演讲人: 金滢 [宾夕法尼亚大学]
时间: 10:30-12:00, Jul 24, 2025 (Thu)
地点:RM 1-222, FIT Building
内容:
Conformal prediction is a distribution-free uncertainty quantification framework for assessing the reliability of black-box AI models. Standard conformal prediction provides on-average (marginal) guarantees which, despite being useful, can be insufficient in decision-making processes that usually come with a selective nature.
In this talk, I introduce a conformal selection framework that offers selective inference capabilities for conformal prediction. We focus on applications where predictions from black-box models are used to shortlist unlabeled test samples whose unobserved outcomes satisfy a desired property. Starting from a pool of unlabeled test instances and a labeled calibration set, we compute p-values for testing each candidate’s outcome. Applying the Benjamini–Hochberg procedure yields a data-driven cutoff that selects only those candidates whose conformal p-values fall below the threshold. We show that this procedure provides distribution-free control of the false discovery rate (FDR) in finite-sample.

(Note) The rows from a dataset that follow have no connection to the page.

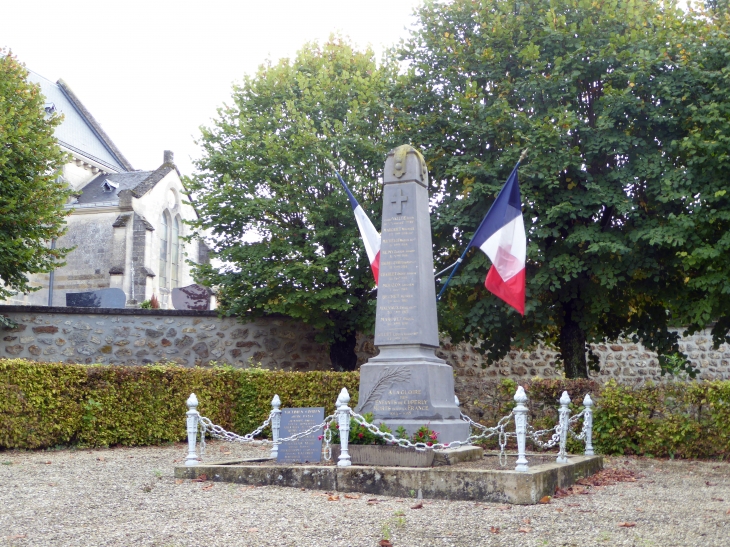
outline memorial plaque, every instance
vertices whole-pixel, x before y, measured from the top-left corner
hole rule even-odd
[[[306,431],[324,421],[324,407],[317,408],[282,408],[279,437],[291,437]],[[320,429],[296,441],[279,445],[276,461],[280,463],[314,463],[322,458],[322,440]]]
[[[187,287],[172,289],[170,297],[176,310],[209,310],[210,295],[208,287],[193,283]]]
[[[122,289],[66,293],[66,306],[69,308],[123,308],[126,303],[127,296]]]
[[[464,441],[469,424],[454,400],[452,368],[436,357],[436,319],[428,172],[410,146],[388,154],[375,315],[380,353],[360,367],[357,411],[413,434],[427,425],[440,442]]]
[[[438,347],[428,173],[422,156],[407,148],[389,156],[383,176],[375,345]]]

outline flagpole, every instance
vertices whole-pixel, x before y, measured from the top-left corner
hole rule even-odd
[[[520,163],[522,162],[523,159],[525,159],[525,156],[527,156],[527,150],[528,149],[525,148],[522,151],[522,154],[520,154],[520,159],[517,160],[517,163],[515,164],[514,169],[512,169],[512,172],[509,174],[509,177],[507,177],[507,180],[509,180],[510,177],[512,177],[512,175],[514,174],[514,172],[517,171],[517,168],[520,166]],[[500,190],[500,192],[501,192],[501,190]],[[441,295],[444,294],[444,291],[446,290],[446,287],[448,287],[449,286],[449,283],[451,282],[451,278],[454,277],[454,274],[456,273],[456,270],[459,269],[459,264],[461,264],[464,261],[464,257],[466,256],[467,251],[469,251],[469,248],[471,247],[471,244],[473,243],[474,238],[479,233],[479,228],[482,227],[482,224],[484,224],[484,221],[487,220],[487,217],[489,217],[489,212],[492,210],[492,207],[494,207],[494,204],[495,203],[497,203],[497,200],[496,199],[494,200],[494,202],[492,203],[492,205],[490,205],[489,211],[487,211],[487,214],[484,215],[484,218],[479,223],[479,226],[477,227],[477,229],[474,230],[474,235],[471,236],[471,240],[469,241],[469,245],[466,246],[466,249],[464,249],[464,252],[461,253],[461,256],[456,261],[456,267],[453,270],[451,270],[451,274],[449,275],[449,278],[446,280],[446,283],[444,284],[444,286],[441,287],[441,291],[439,291],[438,296],[436,296],[436,300],[441,300]],[[448,268],[447,268],[447,270],[448,270]]]

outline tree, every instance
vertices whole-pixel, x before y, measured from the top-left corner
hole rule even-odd
[[[380,172],[393,141],[396,68],[331,38],[262,66],[203,129],[190,181],[213,258],[198,278],[229,315],[283,314],[319,330],[332,364],[357,364],[371,330],[374,281],[352,208],[326,160],[380,224]]]
[[[28,71],[0,50],[0,299],[38,290],[28,274],[62,266],[70,249],[49,243],[66,229],[69,195],[58,177],[64,154],[53,136],[58,116],[46,116],[45,99]]]
[[[662,97],[676,97],[686,76],[684,47],[699,49],[686,32],[698,18],[653,0],[455,0],[419,15],[401,47],[402,123],[440,185],[442,265],[530,149],[520,169],[525,317],[486,292],[487,259],[472,252],[440,304],[441,327],[490,360],[512,344],[555,345],[568,377],[587,376],[597,362],[588,344],[604,339],[677,353],[668,310],[686,294],[688,234],[668,219],[690,213],[676,192],[688,190],[676,143],[692,124],[689,105]]]
[[[668,188],[685,206],[664,223],[678,242],[684,291],[673,299],[676,322],[688,333],[712,327],[717,348],[730,343],[730,18],[693,18],[677,55],[684,70],[661,99],[683,138],[670,153],[686,175]]]

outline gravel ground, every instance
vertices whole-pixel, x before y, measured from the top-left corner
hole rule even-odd
[[[535,506],[176,480],[185,446],[0,453],[0,545],[730,545],[730,463],[608,458],[635,482]],[[206,459],[256,457],[210,443]],[[338,499],[335,499],[338,498]]]

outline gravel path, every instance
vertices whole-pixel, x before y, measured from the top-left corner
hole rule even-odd
[[[210,443],[208,457],[266,452]],[[535,506],[414,509],[413,499],[175,480],[184,456],[182,444],[1,452],[0,545],[378,547],[386,536],[394,547],[730,545],[727,462],[609,458],[607,468],[638,479]]]

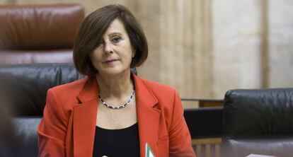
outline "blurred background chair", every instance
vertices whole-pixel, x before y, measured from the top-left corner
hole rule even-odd
[[[0,6],[0,63],[72,62],[79,4]]]
[[[292,156],[293,88],[227,91],[223,134],[222,156]]]
[[[42,117],[47,91],[84,76],[75,69],[73,64],[66,63],[1,65],[0,76],[1,89],[8,100],[8,103],[0,104],[1,108],[9,107],[13,126],[8,128],[11,131],[8,133],[3,132],[7,128],[0,129],[2,134],[5,133],[15,140],[11,142],[15,146],[4,151],[5,153],[13,152],[16,156],[38,156],[36,129]],[[7,116],[6,118],[8,120]],[[0,126],[8,123],[8,120],[2,121]],[[11,124],[6,125],[10,127]],[[0,151],[4,148],[0,145]]]

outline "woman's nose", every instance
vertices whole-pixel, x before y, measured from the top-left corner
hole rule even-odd
[[[113,53],[113,45],[110,42],[105,42],[104,45],[105,53]]]

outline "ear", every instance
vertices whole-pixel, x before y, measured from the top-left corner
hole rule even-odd
[[[135,54],[137,53],[137,50],[135,50],[135,48],[133,48],[132,50],[132,58],[134,58]]]

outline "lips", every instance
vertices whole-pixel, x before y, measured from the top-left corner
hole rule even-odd
[[[115,61],[117,61],[117,60],[118,59],[109,59],[109,60],[105,61],[104,63],[113,63],[113,62],[114,62]]]

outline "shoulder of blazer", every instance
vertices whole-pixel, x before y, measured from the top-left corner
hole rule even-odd
[[[57,86],[48,90],[48,92],[54,93],[54,95],[58,97],[58,100],[62,103],[64,102],[69,103],[79,103],[77,95],[83,89],[86,84],[88,77],[81,78],[73,82]]]
[[[59,85],[51,88],[54,92],[72,91],[76,90],[81,90],[86,84],[88,77],[76,80],[70,83]]]
[[[150,91],[153,94],[157,97],[162,95],[166,95],[170,96],[173,95],[174,92],[176,92],[176,90],[169,86],[149,81],[144,78],[139,79],[144,83],[144,84],[147,87],[149,91]]]
[[[158,100],[156,108],[163,112],[173,112],[176,99],[179,98],[175,88],[149,80],[140,78],[139,79],[144,84],[149,93],[151,93]]]

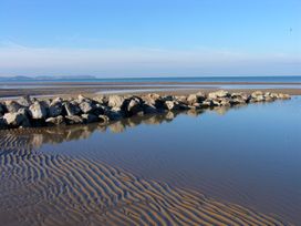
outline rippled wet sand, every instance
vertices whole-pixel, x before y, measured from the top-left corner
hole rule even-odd
[[[3,225],[284,225],[96,161],[35,152],[22,136],[0,142]]]
[[[276,191],[269,192],[274,199],[274,204],[270,203],[270,206],[273,207],[282,202],[280,207],[286,208],[283,212],[274,208],[263,213],[260,208],[253,208],[253,205],[245,205],[245,202],[236,202],[236,198],[232,198],[233,193],[241,193],[243,198],[250,199],[256,188],[255,183],[264,183],[250,181],[252,178],[250,175],[255,172],[249,171],[255,171],[255,167],[260,168],[260,164],[255,167],[249,165],[247,172],[242,165],[235,164],[256,163],[253,161],[258,161],[258,152],[262,152],[262,160],[259,161],[267,161],[266,165],[277,165],[278,162],[272,162],[279,157],[273,158],[270,153],[279,155],[289,147],[290,150],[286,151],[288,160],[282,157],[281,163],[284,165],[283,170],[290,168],[290,164],[294,165],[290,158],[295,156],[294,158],[298,160],[299,155],[297,151],[297,155],[290,155],[289,151],[298,144],[300,129],[299,122],[295,121],[298,117],[294,115],[299,113],[289,115],[287,121],[277,121],[282,119],[281,115],[286,110],[290,112],[294,110],[289,107],[290,103],[295,104],[294,102],[299,104],[300,99],[283,102],[288,107],[284,110],[282,102],[267,104],[270,109],[266,114],[276,115],[270,116],[270,120],[261,112],[266,111],[266,105],[261,104],[231,109],[229,113],[228,109],[212,111],[219,116],[203,111],[169,112],[125,119],[108,125],[2,131],[0,133],[1,224],[18,226],[290,225],[288,223],[290,219],[298,223],[295,213],[300,207],[298,207],[299,197],[291,199],[289,193],[283,195],[286,193],[283,192],[280,194],[283,197],[279,198]],[[250,116],[250,112],[255,116]],[[238,117],[238,115],[242,116]],[[243,138],[245,135],[239,136],[242,134],[240,129],[246,126],[240,124],[246,121],[243,115],[250,121],[248,137],[257,143],[248,143],[248,140]],[[255,119],[259,124],[266,123],[270,136],[262,136],[267,132],[256,126]],[[278,125],[274,122],[278,122],[283,131],[290,129],[293,135],[272,131],[270,126]],[[290,123],[295,127],[291,127]],[[150,126],[150,130],[149,125],[157,126]],[[232,131],[228,136],[225,134],[229,126],[236,133]],[[253,135],[255,132],[260,136]],[[237,138],[236,143],[229,140],[233,136]],[[278,136],[283,136],[283,140],[280,141]],[[220,150],[217,143],[216,146],[211,146],[217,137],[220,138],[218,143],[221,144]],[[271,145],[270,142],[274,138],[278,142],[274,141]],[[256,144],[260,142],[262,150],[257,152],[259,146]],[[264,150],[269,151],[267,155]],[[219,158],[222,158],[222,162]],[[170,160],[176,164],[170,164]],[[237,166],[241,171],[238,174],[241,176],[239,179],[243,186],[249,186],[247,192],[233,181],[231,174],[235,172],[233,170]],[[280,165],[280,171],[281,167]],[[266,171],[272,170],[266,167]],[[264,173],[260,172],[263,179],[271,179],[266,177]],[[218,178],[215,177],[216,175],[219,175]],[[283,177],[272,175],[272,179],[279,181]],[[292,195],[297,194],[298,176],[286,176],[286,179],[279,182],[282,188],[289,187]],[[212,198],[211,192],[215,197],[222,198]],[[258,189],[253,193],[255,197],[267,194],[260,194]],[[260,203],[267,204],[268,199],[263,198]],[[276,214],[278,212],[281,217]],[[293,214],[289,216],[288,213]]]

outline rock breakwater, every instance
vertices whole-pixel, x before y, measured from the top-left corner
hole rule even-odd
[[[108,123],[133,115],[155,114],[168,111],[231,107],[255,102],[288,100],[290,95],[256,91],[251,94],[219,90],[189,95],[96,95],[76,99],[34,99],[0,102],[0,129],[39,127],[61,124]]]

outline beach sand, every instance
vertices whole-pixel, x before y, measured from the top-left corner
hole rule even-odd
[[[0,135],[3,225],[289,225],[101,162],[38,152],[32,132]]]

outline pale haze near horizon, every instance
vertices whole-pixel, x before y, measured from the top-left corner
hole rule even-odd
[[[298,0],[0,4],[0,76],[301,75]]]

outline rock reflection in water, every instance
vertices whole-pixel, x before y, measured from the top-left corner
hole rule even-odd
[[[243,105],[242,105],[243,106]],[[241,106],[236,107],[215,107],[211,110],[219,115],[226,114],[229,110],[236,110]],[[72,126],[53,126],[44,129],[24,129],[24,130],[12,130],[10,133],[0,132],[3,134],[20,135],[28,140],[34,148],[41,147],[42,144],[59,144],[63,142],[76,141],[76,140],[86,140],[94,132],[112,132],[112,133],[123,133],[127,127],[135,127],[141,124],[147,125],[159,125],[164,122],[172,122],[179,114],[186,114],[188,116],[197,117],[203,110],[189,110],[189,111],[175,111],[166,112],[162,114],[150,114],[144,116],[133,116],[128,119],[123,119],[121,121],[111,122],[108,124],[102,123],[92,123],[87,125],[72,125]]]

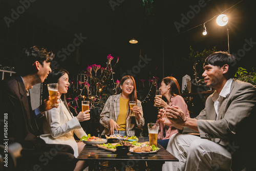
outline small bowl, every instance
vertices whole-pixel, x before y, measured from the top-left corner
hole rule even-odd
[[[118,155],[125,155],[129,153],[130,146],[121,145],[116,147],[116,153]]]
[[[119,142],[118,138],[109,138],[108,139],[108,143],[117,143]]]

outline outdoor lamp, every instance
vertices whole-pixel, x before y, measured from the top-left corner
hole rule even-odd
[[[205,27],[205,23],[204,23],[204,31],[203,32],[203,35],[204,36],[206,35],[206,34],[207,34],[207,32],[206,31],[206,27]]]
[[[132,39],[130,40],[129,42],[132,44],[136,44],[138,42],[138,40],[134,38],[133,38]]]
[[[227,24],[228,18],[226,15],[220,14],[218,16],[216,22],[219,26],[224,26]]]

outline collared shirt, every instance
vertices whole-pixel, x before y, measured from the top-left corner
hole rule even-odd
[[[24,80],[23,80],[23,78],[21,76],[20,76],[20,77],[22,77],[22,81],[23,81],[23,83],[24,83]],[[28,90],[27,91],[27,96],[30,96]],[[36,116],[36,117],[38,119],[39,119],[44,116],[44,114],[41,114],[41,112],[40,112],[40,111],[39,110],[39,108],[37,108],[36,109],[35,109],[34,111],[35,111],[35,115]]]
[[[214,102],[214,108],[215,109],[215,112],[216,112],[216,120],[218,120],[219,111],[220,110],[220,106],[224,98],[226,98],[227,95],[230,93],[231,86],[232,84],[232,78],[229,78],[229,79],[226,82],[226,83],[222,88],[222,90],[221,90],[220,94],[219,94],[217,91],[215,91],[212,95],[211,98]]]

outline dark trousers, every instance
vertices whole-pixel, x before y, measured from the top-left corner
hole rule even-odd
[[[17,170],[73,170],[77,159],[68,145],[42,144],[34,148],[23,148]]]

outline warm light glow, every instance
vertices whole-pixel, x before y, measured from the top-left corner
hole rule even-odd
[[[138,42],[138,40],[137,40],[134,38],[133,38],[131,40],[130,40],[129,42],[132,44],[136,44]]]
[[[205,35],[206,35],[206,34],[207,34],[207,32],[206,30],[204,30],[204,31],[203,31],[203,35],[204,36],[205,36]]]
[[[224,26],[227,24],[228,18],[226,15],[221,14],[218,16],[216,22],[219,26]]]

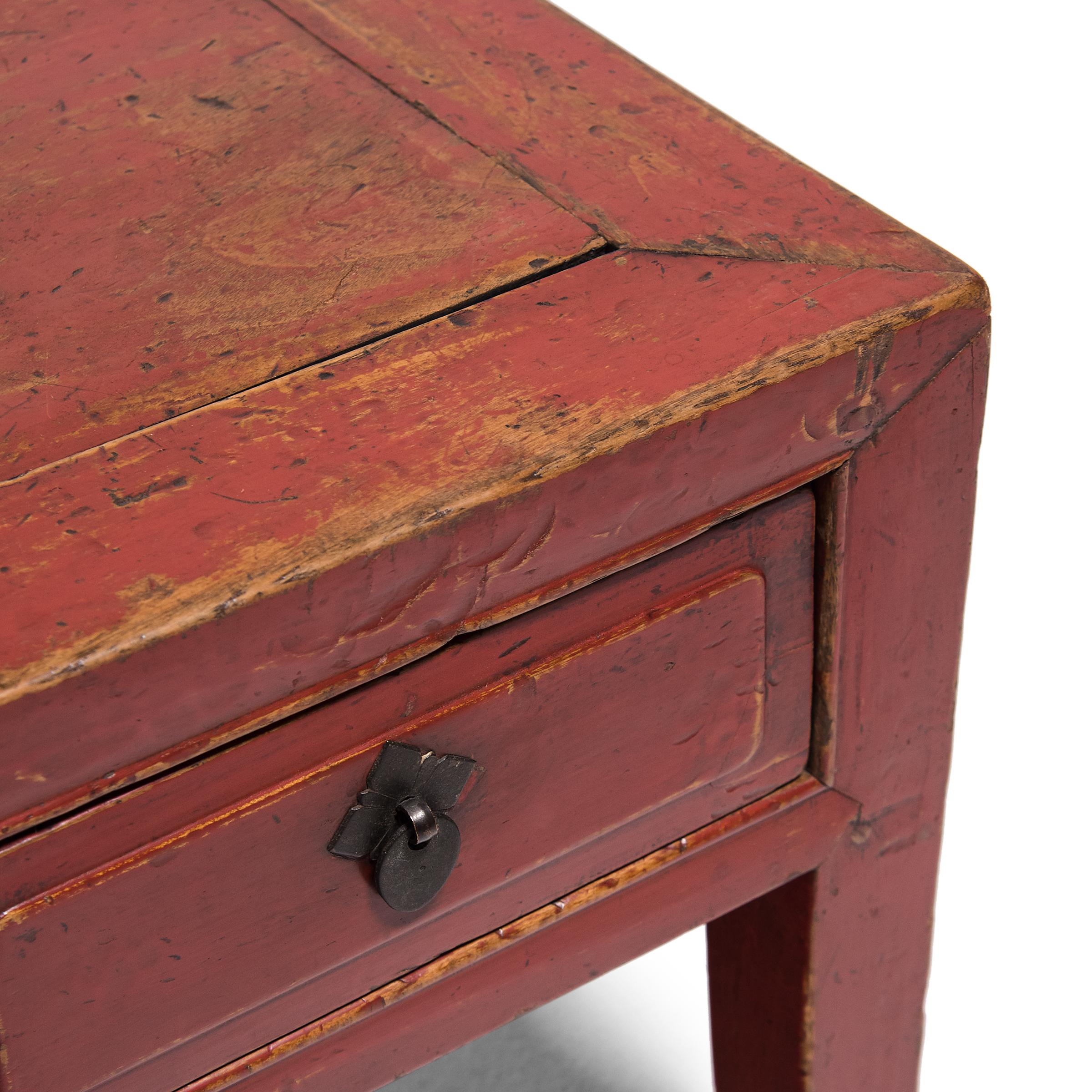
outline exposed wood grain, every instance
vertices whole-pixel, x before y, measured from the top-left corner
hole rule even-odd
[[[965,270],[541,0],[272,0],[624,246]]]
[[[185,1092],[369,1092],[812,868],[854,806],[807,775]],[[419,1034],[427,1026],[427,1036]]]
[[[829,498],[817,753],[860,809],[812,882],[710,930],[719,1088],[770,1088],[787,1041],[786,1092],[917,1085],[986,352],[982,336],[960,353]]]
[[[12,845],[13,1092],[175,1088],[798,774],[811,526],[775,501]],[[485,769],[417,914],[324,852],[390,738]]]
[[[0,478],[595,241],[264,4],[0,19]]]
[[[981,304],[957,274],[598,258],[0,488],[9,829],[836,458]]]

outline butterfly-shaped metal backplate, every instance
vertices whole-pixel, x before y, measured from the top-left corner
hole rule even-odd
[[[420,910],[459,859],[459,828],[447,812],[475,768],[462,755],[383,744],[327,848],[339,857],[370,857],[383,901],[394,910]]]

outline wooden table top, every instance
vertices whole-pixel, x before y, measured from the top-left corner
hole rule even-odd
[[[534,0],[4,17],[0,704],[984,306]]]

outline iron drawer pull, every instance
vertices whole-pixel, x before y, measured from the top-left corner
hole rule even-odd
[[[472,758],[388,741],[327,848],[370,857],[376,886],[394,910],[420,910],[459,859],[461,835],[447,812],[475,770]]]

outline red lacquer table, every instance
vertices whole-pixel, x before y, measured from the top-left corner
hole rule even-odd
[[[709,923],[914,1087],[950,254],[533,0],[9,5],[4,1092],[378,1088]]]

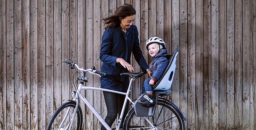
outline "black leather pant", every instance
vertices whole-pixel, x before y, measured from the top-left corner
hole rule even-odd
[[[103,94],[108,111],[108,114],[106,118],[105,118],[105,121],[109,126],[111,127],[112,124],[116,118],[117,114],[119,116],[121,114],[125,96],[108,92],[103,92]],[[120,125],[122,127],[123,120],[128,112],[128,105],[126,105],[125,113],[123,116],[123,119]],[[106,130],[106,128],[102,125],[101,127],[101,130]]]

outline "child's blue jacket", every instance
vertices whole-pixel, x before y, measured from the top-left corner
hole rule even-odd
[[[151,78],[153,78],[156,81],[159,80],[159,78],[163,73],[163,71],[165,70],[169,62],[167,58],[162,56],[168,54],[167,50],[166,49],[163,49],[161,52],[153,57],[151,64],[149,66],[150,70],[152,72],[152,75]],[[155,63],[158,58],[159,59],[157,60],[157,62]],[[154,70],[152,70],[153,65],[155,67]]]

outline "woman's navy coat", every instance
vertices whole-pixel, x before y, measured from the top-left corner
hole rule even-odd
[[[127,72],[120,63],[116,63],[121,58],[130,64],[132,52],[142,71],[145,72],[148,66],[140,47],[136,26],[131,26],[126,33],[120,28],[106,28],[102,37],[100,58],[103,62],[101,71],[107,75],[100,78],[101,88],[126,92],[129,85],[129,77],[120,76],[122,72]]]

I will demonstrate how this approach can be used to (1) accelerate hit discovery in virtual screening for drug candidates, and (2) establish trustworthy filtering in large-language-model alignment. Finally, I will survey extensions to other selective-inference tasks, highlighting how selective conformal prediction can offer opportunities for trustworthy AI-driven decisions.
个人简介:
Ying Jin is currently an Assistant Professor in Statistics and Data Science at the Wharton School, University of Pennsylvania. Prior to that, she was a Wojcicki-Troper Postdoctoral Fellow at Harvard Data Science Initiative from 2024 to 2025, working with Professors José Zubizarreta and Marinka Zitnik at Harvard Medical School. She obtained her PhD in Statistics from Stanford University in 2024, advised by Professors Emmanuel Candès and Dominik Rothenhäusler. Her research centers around statistical uncertainty quantification for black-box AI models, generalizability, distributional robustness, causal inference, and their applications in biomedical discovery and human decisions.